Finding the ideal organizational solution for animaging department would be so much easierif we had a blueprint to follow.
Finding the ideal organizational solution for an imaging department would be so much easier if we had a blueprint to follow. I am not so arrogant as to suggest that I have such a blueprint. There are, however, a number of factors that I believe should inform our decision making when planning future imaging departments.
This is not about bricks and mortar. Few of us get the chance to design a department from scratch, starting from a green field site and following progress to completion. This is about patient flow, about delivering a high quality of service to clinicians and patients. Imaging departments play a pivotal role in hospital service delivery. We need to ensure that they make a positive contribution to the overall patient experience.
We all work within certain parameters that will vary among countries, regions, and institutions. National and local politics can dictate priorities. Many common themes also shape imaging services. As the baby-boom generation matures into a sizable elderly population, the need for imaging services to diagnose age-related disease is growing. Patients are more aware of the potential benefits of imaging and more likely to request “a scan.” Referring clinicians, who have become increasingly dependent on imaging, now expect the services to be provided immediately, at all times of day and night.
Advances in IT are helping imaging departments to meet rising expectations. Not every radiologist wants a PACS terminal on the kitchen table, however. Few would deny that they want to offer a patient-focused service, but this has to be managed properly. Short bursts of increased activity are no substitute for a sustainable service delivery plan.
Is this possible? Before we can make any improvements, we have to understand our services. As the physicist and quality improvement pioneer W. Edwards Deeming said, “In God we trust. All others bring data.” Elements of our service must be measurable so that we can monitor change and, crucially, check that change is for the better. Various methodologies already exist to do this. See, for example, those from the Institute of Healthcare Improvement (www.ihi.org).
So how should we proceed? Trend analysis of current services will require robust information gathering. We also need to do some “horizon scanning” within our own service. In other words, we need to talk with our referring clinicians about their future imaging requirements, perhaps for surgical robotics or coronary artery investigation. These future needs will influence referral patterns and expectations placed on radiologists.
For our part, we may plan new services, such as CT colonography or CT angiography. Different staffing profiles should be considered, including the need for expert knowledge and specialist skills, as should the relevance of enhanced IT support. Public health predictions- for example, on cancer and heart disease- can also help predict future demands for certain imaging services.

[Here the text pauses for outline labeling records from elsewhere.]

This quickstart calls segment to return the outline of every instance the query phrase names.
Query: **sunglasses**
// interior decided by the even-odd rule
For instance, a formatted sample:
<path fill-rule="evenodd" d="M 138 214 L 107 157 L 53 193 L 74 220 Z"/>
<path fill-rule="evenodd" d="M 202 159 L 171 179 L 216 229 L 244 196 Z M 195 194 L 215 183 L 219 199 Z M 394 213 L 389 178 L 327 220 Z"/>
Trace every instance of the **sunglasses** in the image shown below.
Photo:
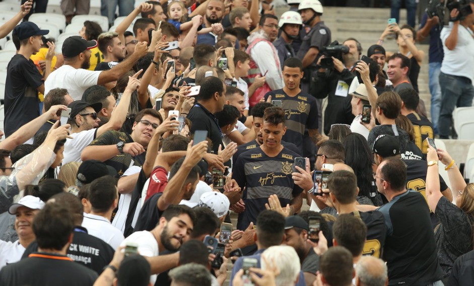
<path fill-rule="evenodd" d="M 156 123 L 152 123 L 151 122 L 150 122 L 150 121 L 148 120 L 140 120 L 139 121 L 139 122 L 141 122 L 142 124 L 143 124 L 145 126 L 148 126 L 150 124 L 151 124 L 152 127 L 153 127 L 154 129 L 156 129 L 157 128 L 158 128 L 158 126 L 160 126 L 159 124 L 157 124 Z"/>
<path fill-rule="evenodd" d="M 86 113 L 84 114 L 80 114 L 81 116 L 87 116 L 88 115 L 90 115 L 91 117 L 92 118 L 92 119 L 95 120 L 97 119 L 97 113 L 96 112 L 92 112 L 91 113 Z"/>

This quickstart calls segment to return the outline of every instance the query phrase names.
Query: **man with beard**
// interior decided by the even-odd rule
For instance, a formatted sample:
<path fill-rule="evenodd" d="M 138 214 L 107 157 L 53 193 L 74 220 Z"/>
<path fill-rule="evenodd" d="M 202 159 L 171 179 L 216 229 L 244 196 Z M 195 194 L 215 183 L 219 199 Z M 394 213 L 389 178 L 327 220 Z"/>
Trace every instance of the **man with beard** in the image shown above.
<path fill-rule="evenodd" d="M 195 216 L 189 207 L 180 205 L 170 206 L 160 218 L 159 224 L 150 231 L 134 232 L 122 243 L 138 244 L 141 255 L 158 256 L 160 252 L 175 252 L 179 249 L 183 242 L 189 239 L 192 231 Z M 150 281 L 155 284 L 157 275 L 151 275 Z"/>
<path fill-rule="evenodd" d="M 87 70 L 91 49 L 97 46 L 95 40 L 87 41 L 80 36 L 66 39 L 62 45 L 64 65 L 48 76 L 44 82 L 44 94 L 47 96 L 53 88 L 66 88 L 73 99 L 80 100 L 88 87 L 116 81 L 130 70 L 139 58 L 147 54 L 147 43 L 138 43 L 131 55 L 109 70 Z"/>
<path fill-rule="evenodd" d="M 307 286 L 313 284 L 316 279 L 316 271 L 319 270 L 319 257 L 307 242 L 309 232 L 308 223 L 301 217 L 285 218 L 285 237 L 282 244 L 291 246 L 298 254 Z"/>
<path fill-rule="evenodd" d="M 206 9 L 202 28 L 212 28 L 213 31 L 207 34 L 198 35 L 197 44 L 207 44 L 211 46 L 216 44 L 218 36 L 224 32 L 221 21 L 222 20 L 225 10 L 223 2 L 219 0 L 209 1 Z"/>
<path fill-rule="evenodd" d="M 278 26 L 282 30 L 282 34 L 273 42 L 273 45 L 278 52 L 280 62 L 282 63 L 287 58 L 296 56 L 292 44 L 294 40 L 298 38 L 303 26 L 303 20 L 298 12 L 288 11 L 280 17 Z"/>
<path fill-rule="evenodd" d="M 119 130 L 125 121 L 132 93 L 140 85 L 137 79 L 139 73 L 128 80 L 127 87 L 122 95 L 122 99 L 113 109 L 109 121 L 99 127 L 100 119 L 97 114 L 101 112 L 102 104 L 98 102 L 89 103 L 83 101 L 76 101 L 69 105 L 71 109 L 70 122 L 71 125 L 71 136 L 73 139 L 67 139 L 64 146 L 63 164 L 70 162 L 81 162 L 81 153 L 86 147 L 96 138 L 109 130 Z"/>

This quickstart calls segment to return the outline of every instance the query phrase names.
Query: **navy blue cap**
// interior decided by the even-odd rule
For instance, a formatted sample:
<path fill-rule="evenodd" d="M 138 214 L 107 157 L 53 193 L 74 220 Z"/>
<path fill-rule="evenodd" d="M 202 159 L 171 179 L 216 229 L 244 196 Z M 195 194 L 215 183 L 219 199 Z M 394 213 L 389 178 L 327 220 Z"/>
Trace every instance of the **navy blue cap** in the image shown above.
<path fill-rule="evenodd" d="M 28 39 L 32 36 L 44 36 L 49 34 L 49 30 L 41 30 L 32 22 L 24 22 L 15 27 L 13 34 L 17 36 L 20 41 Z"/>

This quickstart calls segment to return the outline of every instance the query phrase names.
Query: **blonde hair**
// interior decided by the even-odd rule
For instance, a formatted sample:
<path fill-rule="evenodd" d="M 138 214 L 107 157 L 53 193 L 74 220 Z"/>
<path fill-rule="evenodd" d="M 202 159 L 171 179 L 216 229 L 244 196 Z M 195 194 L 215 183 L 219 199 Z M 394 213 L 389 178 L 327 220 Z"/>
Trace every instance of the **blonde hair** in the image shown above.
<path fill-rule="evenodd" d="M 66 187 L 76 185 L 76 177 L 80 165 L 81 163 L 79 162 L 70 162 L 61 167 L 57 179 L 63 181 L 66 184 Z"/>
<path fill-rule="evenodd" d="M 181 6 L 181 9 L 183 11 L 183 15 L 181 17 L 181 19 L 179 19 L 179 23 L 183 23 L 186 22 L 186 20 L 187 20 L 187 9 L 186 9 L 186 7 L 184 6 L 184 4 L 181 1 L 173 0 L 173 1 L 170 2 L 169 4 L 168 5 L 168 17 L 169 19 L 171 19 L 171 16 L 170 16 L 170 10 L 171 9 L 171 6 L 172 6 L 173 4 L 178 4 Z"/>

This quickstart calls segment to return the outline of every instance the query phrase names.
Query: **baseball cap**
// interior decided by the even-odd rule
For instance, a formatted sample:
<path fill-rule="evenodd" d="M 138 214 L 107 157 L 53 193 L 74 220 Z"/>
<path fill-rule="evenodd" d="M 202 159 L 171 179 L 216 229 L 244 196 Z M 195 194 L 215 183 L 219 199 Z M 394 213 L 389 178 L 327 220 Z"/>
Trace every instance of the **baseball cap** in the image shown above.
<path fill-rule="evenodd" d="M 400 154 L 400 144 L 393 136 L 382 134 L 375 138 L 372 151 L 384 158 L 392 157 Z"/>
<path fill-rule="evenodd" d="M 41 30 L 31 22 L 22 22 L 13 29 L 13 34 L 18 36 L 20 41 L 32 36 L 44 36 L 49 34 L 49 30 Z"/>
<path fill-rule="evenodd" d="M 17 210 L 20 207 L 26 207 L 32 210 L 41 210 L 44 207 L 44 203 L 37 197 L 25 196 L 16 203 L 10 205 L 8 207 L 8 212 L 11 215 L 17 213 Z"/>
<path fill-rule="evenodd" d="M 107 175 L 116 176 L 117 171 L 112 167 L 106 165 L 103 162 L 97 160 L 88 160 L 83 162 L 79 166 L 76 178 L 80 182 L 86 184 Z"/>
<path fill-rule="evenodd" d="M 89 107 L 92 107 L 94 111 L 98 113 L 102 108 L 102 104 L 101 103 L 89 103 L 84 101 L 76 101 L 71 103 L 67 106 L 67 107 L 71 109 L 71 118 L 74 118 L 85 108 Z"/>
<path fill-rule="evenodd" d="M 117 272 L 117 285 L 146 286 L 150 282 L 150 263 L 142 255 L 125 256 Z"/>
<path fill-rule="evenodd" d="M 72 36 L 64 40 L 62 43 L 62 55 L 66 58 L 72 58 L 97 46 L 97 41 L 95 40 L 88 41 L 80 36 Z"/>
<path fill-rule="evenodd" d="M 377 89 L 375 89 L 375 87 L 372 87 L 372 88 L 374 89 L 374 90 L 377 92 Z M 359 86 L 356 88 L 356 90 L 354 91 L 354 92 L 351 93 L 351 95 L 363 99 L 365 101 L 369 101 L 368 92 L 367 92 L 367 89 L 365 87 L 365 84 L 359 84 Z"/>
<path fill-rule="evenodd" d="M 285 218 L 285 229 L 290 229 L 294 227 L 309 230 L 308 223 L 303 218 L 299 216 L 291 216 Z"/>
<path fill-rule="evenodd" d="M 375 54 L 383 54 L 384 55 L 385 54 L 385 49 L 380 45 L 372 45 L 367 50 L 367 56 L 370 57 L 370 56 Z"/>
<path fill-rule="evenodd" d="M 217 217 L 220 218 L 227 214 L 230 202 L 223 194 L 217 192 L 208 192 L 201 196 L 197 202 L 197 207 L 204 207 L 211 209 Z"/>

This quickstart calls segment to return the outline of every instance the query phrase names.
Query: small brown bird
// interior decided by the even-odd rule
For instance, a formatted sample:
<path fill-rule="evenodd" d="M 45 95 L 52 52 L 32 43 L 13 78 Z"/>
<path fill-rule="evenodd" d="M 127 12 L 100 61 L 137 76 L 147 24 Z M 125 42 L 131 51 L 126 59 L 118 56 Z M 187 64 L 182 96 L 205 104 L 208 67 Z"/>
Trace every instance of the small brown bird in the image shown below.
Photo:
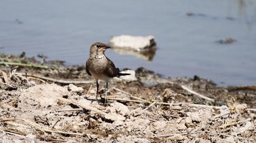
<path fill-rule="evenodd" d="M 96 99 L 98 101 L 98 92 L 99 90 L 99 81 L 103 80 L 106 82 L 105 91 L 105 97 L 107 94 L 108 80 L 114 77 L 119 78 L 120 76 L 129 75 L 129 73 L 121 73 L 118 68 L 116 68 L 114 63 L 105 55 L 105 51 L 111 48 L 110 46 L 102 43 L 95 42 L 91 45 L 90 49 L 90 58 L 86 62 L 86 72 L 90 76 L 96 79 Z"/>

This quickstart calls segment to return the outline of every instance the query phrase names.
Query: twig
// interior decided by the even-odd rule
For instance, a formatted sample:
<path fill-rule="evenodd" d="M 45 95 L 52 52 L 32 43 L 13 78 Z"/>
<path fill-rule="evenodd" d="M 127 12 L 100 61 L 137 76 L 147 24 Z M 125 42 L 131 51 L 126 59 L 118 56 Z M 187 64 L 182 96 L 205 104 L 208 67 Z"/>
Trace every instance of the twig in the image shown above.
<path fill-rule="evenodd" d="M 55 123 L 52 125 L 52 127 L 51 128 L 54 128 L 55 125 L 57 124 L 57 123 L 58 123 L 60 120 L 58 119 L 57 121 L 56 121 L 56 122 L 55 122 Z"/>
<path fill-rule="evenodd" d="M 54 78 L 51 78 L 48 77 L 45 77 L 43 76 L 40 75 L 26 75 L 26 73 L 21 73 L 23 76 L 30 76 L 37 78 L 40 78 L 45 81 L 52 81 L 55 83 L 59 84 L 91 84 L 93 82 L 93 81 L 65 81 L 62 79 L 57 79 Z"/>
<path fill-rule="evenodd" d="M 189 107 L 204 107 L 204 108 L 216 108 L 216 109 L 220 109 L 221 107 L 219 106 L 211 106 L 211 105 L 202 105 L 202 104 L 191 104 L 191 103 L 185 103 L 185 102 L 181 102 L 180 104 L 184 104 L 187 106 Z"/>
<path fill-rule="evenodd" d="M 119 92 L 121 92 L 121 93 L 124 93 L 124 94 L 126 94 L 126 95 L 130 95 L 130 96 L 132 96 L 132 94 L 129 93 L 127 93 L 127 92 L 126 92 L 126 91 L 123 91 L 123 90 L 121 90 L 121 89 L 119 89 L 119 88 L 118 88 L 114 87 L 113 88 L 114 88 L 115 90 L 118 91 L 119 91 Z"/>
<path fill-rule="evenodd" d="M 2 76 L 4 77 L 4 82 L 8 85 L 10 85 L 9 80 L 8 80 L 7 74 L 2 70 L 0 70 L 2 72 Z"/>
<path fill-rule="evenodd" d="M 7 134 L 10 134 L 10 135 L 12 135 L 17 136 L 19 136 L 19 137 L 22 138 L 23 139 L 25 139 L 26 138 L 26 136 L 23 136 L 23 135 L 20 135 L 20 134 L 18 134 L 18 133 L 12 133 L 12 132 L 10 132 L 9 131 L 4 130 L 4 132 L 5 132 Z"/>
<path fill-rule="evenodd" d="M 138 100 L 117 99 L 117 98 L 108 98 L 108 97 L 107 97 L 106 98 L 107 98 L 107 99 L 108 99 L 108 100 L 115 100 L 115 101 L 127 101 L 127 102 L 143 103 L 143 102 L 142 101 L 138 101 Z"/>
<path fill-rule="evenodd" d="M 255 90 L 256 85 L 251 85 L 251 86 L 231 87 L 228 87 L 227 90 L 229 91 L 237 91 L 237 90 Z"/>
<path fill-rule="evenodd" d="M 114 87 L 113 89 L 115 89 L 115 90 L 116 90 L 118 91 L 121 92 L 123 93 L 124 93 L 124 94 L 128 95 L 128 96 L 130 97 L 130 98 L 133 98 L 135 99 L 141 100 L 141 101 L 143 101 L 143 102 L 150 103 L 149 102 L 146 101 L 145 101 L 144 99 L 142 99 L 141 98 L 133 96 L 132 94 L 130 94 L 129 93 L 127 93 L 126 91 L 123 91 L 123 90 L 122 90 L 121 89 L 119 89 L 118 88 Z"/>
<path fill-rule="evenodd" d="M 243 140 L 246 140 L 246 141 L 254 141 L 254 140 L 253 140 L 253 139 L 244 139 L 244 138 L 243 138 L 238 137 L 238 136 L 231 136 L 231 135 L 226 135 L 226 134 L 224 134 L 224 133 L 213 133 L 213 132 L 212 132 L 212 131 L 206 131 L 206 132 L 207 132 L 207 133 L 209 133 L 217 134 L 217 135 L 220 135 L 220 136 L 224 136 L 233 137 L 233 138 L 236 138 L 236 139 L 243 139 Z"/>
<path fill-rule="evenodd" d="M 187 87 L 186 87 L 186 86 L 185 86 L 185 85 L 181 85 L 181 87 L 182 87 L 183 90 L 187 90 L 188 92 L 189 92 L 189 93 L 192 93 L 192 94 L 193 94 L 193 95 L 196 95 L 196 96 L 199 96 L 199 97 L 200 97 L 200 98 L 202 98 L 202 99 L 205 99 L 205 100 L 210 101 L 212 101 L 212 102 L 214 102 L 214 101 L 215 101 L 215 100 L 214 100 L 213 99 L 212 99 L 212 98 L 210 98 L 206 97 L 206 96 L 204 96 L 204 95 L 202 95 L 199 94 L 199 93 L 197 93 L 197 92 L 196 92 L 196 91 L 193 91 L 192 90 L 191 90 L 191 89 L 188 88 Z"/>
<path fill-rule="evenodd" d="M 27 76 L 26 78 L 29 78 L 29 79 L 33 79 L 38 80 L 38 81 L 43 82 L 43 83 L 46 83 L 46 81 L 44 81 L 44 80 L 43 80 L 40 78 L 35 78 L 35 77 L 32 77 L 32 76 Z"/>
<path fill-rule="evenodd" d="M 113 120 L 113 121 L 116 121 L 117 119 L 117 118 L 113 115 L 111 115 L 110 114 L 107 114 L 105 112 L 102 112 L 102 111 L 101 111 L 101 110 L 98 110 L 96 108 L 92 107 L 91 106 L 81 104 L 77 102 L 76 101 L 69 100 L 69 99 L 63 98 L 59 98 L 58 99 L 59 100 L 61 100 L 61 101 L 65 101 L 65 102 L 74 104 L 75 104 L 77 106 L 80 106 L 80 107 L 82 107 L 83 108 L 85 108 L 86 110 L 88 110 L 93 111 L 94 112 L 99 112 L 99 114 L 101 114 L 102 115 L 104 116 L 105 117 L 107 116 L 108 118 L 108 119 L 109 119 L 109 118 L 110 118 L 111 119 Z"/>
<path fill-rule="evenodd" d="M 103 111 L 101 111 L 101 112 L 103 112 Z M 79 120 L 79 121 L 76 121 L 76 122 L 73 122 L 73 123 L 71 123 L 71 125 L 72 126 L 73 126 L 73 125 L 76 125 L 76 124 L 79 124 L 79 122 L 82 122 L 82 121 L 83 121 L 83 120 L 84 120 L 85 119 L 87 118 L 88 118 L 88 117 L 89 117 L 90 116 L 91 116 L 91 115 L 94 115 L 94 114 L 98 114 L 98 113 L 100 113 L 100 112 L 96 112 L 96 113 L 91 113 L 91 114 L 87 115 L 85 116 L 84 118 L 82 118 L 82 119 L 80 119 L 80 120 Z"/>
<path fill-rule="evenodd" d="M 194 133 L 201 133 L 201 132 L 195 131 L 195 132 L 191 132 L 191 133 L 169 134 L 169 135 L 159 136 L 159 138 L 166 138 L 169 136 L 177 136 L 177 135 L 188 135 L 188 134 L 194 134 Z"/>
<path fill-rule="evenodd" d="M 152 107 L 152 105 L 155 105 L 157 102 L 154 102 L 152 104 L 151 104 L 148 107 L 146 107 L 146 108 L 143 109 L 143 110 L 142 110 L 142 111 L 137 115 L 134 115 L 135 117 L 138 116 L 140 115 L 141 115 L 141 114 L 144 113 L 148 109 L 149 109 L 151 107 Z"/>
<path fill-rule="evenodd" d="M 186 114 L 186 113 L 184 112 L 184 111 L 179 111 L 179 110 L 173 110 L 173 109 L 171 109 L 171 109 L 168 109 L 167 110 L 168 111 L 176 111 L 176 112 L 180 113 L 182 113 L 182 114 L 184 114 L 184 115 Z"/>
<path fill-rule="evenodd" d="M 94 81 L 95 81 L 95 79 L 93 80 L 93 82 L 91 83 L 91 85 L 90 86 L 89 89 L 88 89 L 87 93 L 86 94 L 87 95 L 88 95 L 89 94 L 89 92 L 91 90 L 91 88 L 93 85 L 93 83 L 94 82 Z"/>
<path fill-rule="evenodd" d="M 226 128 L 227 126 L 234 125 L 236 125 L 236 124 L 240 124 L 240 123 L 242 123 L 242 122 L 249 122 L 251 119 L 252 119 L 251 118 L 247 118 L 245 120 L 242 120 L 242 121 L 238 121 L 238 122 L 231 122 L 231 123 L 229 123 L 229 124 L 224 124 L 224 125 L 222 125 L 219 126 L 219 127 L 220 128 Z"/>
<path fill-rule="evenodd" d="M 115 100 L 120 101 L 127 101 L 127 102 L 139 102 L 143 103 L 143 102 L 139 100 L 132 100 L 132 99 L 117 99 L 113 98 L 107 98 L 109 100 Z M 149 103 L 149 101 L 146 101 L 146 103 Z M 219 106 L 212 106 L 203 104 L 191 104 L 191 103 L 186 103 L 186 102 L 177 102 L 177 103 L 168 103 L 168 102 L 156 102 L 156 104 L 160 105 L 185 105 L 188 107 L 202 107 L 202 108 L 215 108 L 215 109 L 220 109 L 221 107 Z M 247 108 L 247 111 L 256 111 L 256 108 Z"/>
<path fill-rule="evenodd" d="M 250 111 L 256 111 L 256 108 L 247 108 L 247 110 Z"/>
<path fill-rule="evenodd" d="M 18 65 L 18 66 L 23 66 L 23 67 L 48 68 L 48 67 L 45 66 L 45 65 L 28 64 L 23 64 L 21 62 L 0 62 L 0 65 Z"/>
<path fill-rule="evenodd" d="M 56 110 L 56 111 L 84 111 L 84 110 L 82 108 L 71 108 L 71 109 Z"/>
<path fill-rule="evenodd" d="M 213 119 L 216 119 L 216 118 L 217 118 L 221 117 L 221 116 L 225 116 L 225 115 L 229 115 L 229 114 L 230 114 L 230 113 L 230 113 L 230 112 L 228 112 L 228 113 L 224 113 L 224 114 L 217 115 L 216 115 L 216 116 L 214 116 L 213 117 Z"/>
<path fill-rule="evenodd" d="M 213 137 L 213 136 L 210 136 L 210 138 L 212 138 L 212 139 L 218 139 L 218 140 L 221 141 L 222 142 L 231 142 L 231 143 L 233 143 L 234 142 L 230 142 L 230 141 L 228 141 L 225 140 L 225 139 L 221 139 L 221 138 L 215 138 L 215 137 Z"/>
<path fill-rule="evenodd" d="M 65 141 L 65 140 L 57 139 L 48 139 L 48 141 L 55 141 L 55 142 L 68 142 L 67 141 Z M 72 141 L 71 142 L 74 142 Z"/>
<path fill-rule="evenodd" d="M 66 134 L 66 135 L 79 135 L 79 136 L 84 136 L 84 133 L 72 133 L 72 132 L 66 132 L 60 130 L 57 130 L 56 129 L 49 128 L 44 127 L 39 124 L 36 123 L 34 123 L 29 121 L 23 119 L 12 119 L 12 118 L 0 118 L 0 122 L 6 122 L 6 121 L 23 121 L 25 123 L 27 123 L 31 126 L 35 127 L 38 130 L 40 130 L 42 132 L 50 132 L 50 133 L 62 133 L 62 134 Z"/>

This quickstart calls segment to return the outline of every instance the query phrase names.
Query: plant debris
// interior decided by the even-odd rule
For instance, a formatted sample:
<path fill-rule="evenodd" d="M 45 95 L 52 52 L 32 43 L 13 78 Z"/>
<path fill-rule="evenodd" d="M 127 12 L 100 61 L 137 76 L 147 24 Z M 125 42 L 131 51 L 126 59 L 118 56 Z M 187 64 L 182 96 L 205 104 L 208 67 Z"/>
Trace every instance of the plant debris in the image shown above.
<path fill-rule="evenodd" d="M 26 56 L 0 61 L 21 59 L 40 64 Z M 48 68 L 0 65 L 3 142 L 256 142 L 254 88 L 218 87 L 198 76 L 164 78 L 140 68 L 137 80 L 112 81 L 104 104 L 95 101 L 84 66 L 42 65 Z"/>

Having established the requirements for our program, we can create a vision for the desired future service, articulate it, and assess the gap between current provision and what is required. A detailed plan can then be formulated of how to get there, together with time scales for education and retraining. The lead-in time will inevitably be long, and it is important to recognize this. The plan may also need to be revisited and revised if problems arise with affordability or implementation.
This is not just about money and investment. It is about working smarter, not harder, to improve the flow of patients through our hospitals. Tried-and-tested methodologies for improving efficiency and flow are readily available (for example, from www.ihi.org), and they can be applied to suit local constraints and circumstances.
Significant systems change is an unsettling and uncomfortable process for some. It can create a perception of destabilization and move staff out of their comfort zones. Change needs leadership. The vision of the future needs to be articulated and the steps to that future laid out so individuals see their route through this. At a mechanical level, plans are constructed and ownership achieved by involving as many stakeholders as possible.
The cultural aspects of change are more complex.
The concept of cultural competence is a new one. It is likely we will recognize its importance in the coming years and train and educate staff to be aware of culture, with strategies and skills for dealing with it rather than ignoring this aspect of change management. We are at the beginning of that journey, however. Currently, executive sponsorship and both clinical and managerial leadership are vital. Working in partnership with an articulated and clear vision and plan is necessary. Communication is key. A culture of inclusion and no surprises are helpful.
Ultimately, service optimization is determined locally. There is no blueprint. We need to start by improving a single process, then we can change multiple processes, redesign networks, and rethink healthcare delivery. So the initial structural solution leads to system design and service transformation. Quality and patient safety cannot be achieved without an effective, efficient, and timely service. We have wonderful opportunities. By thinking on a broad canvas, we can-and will-transform imaging services.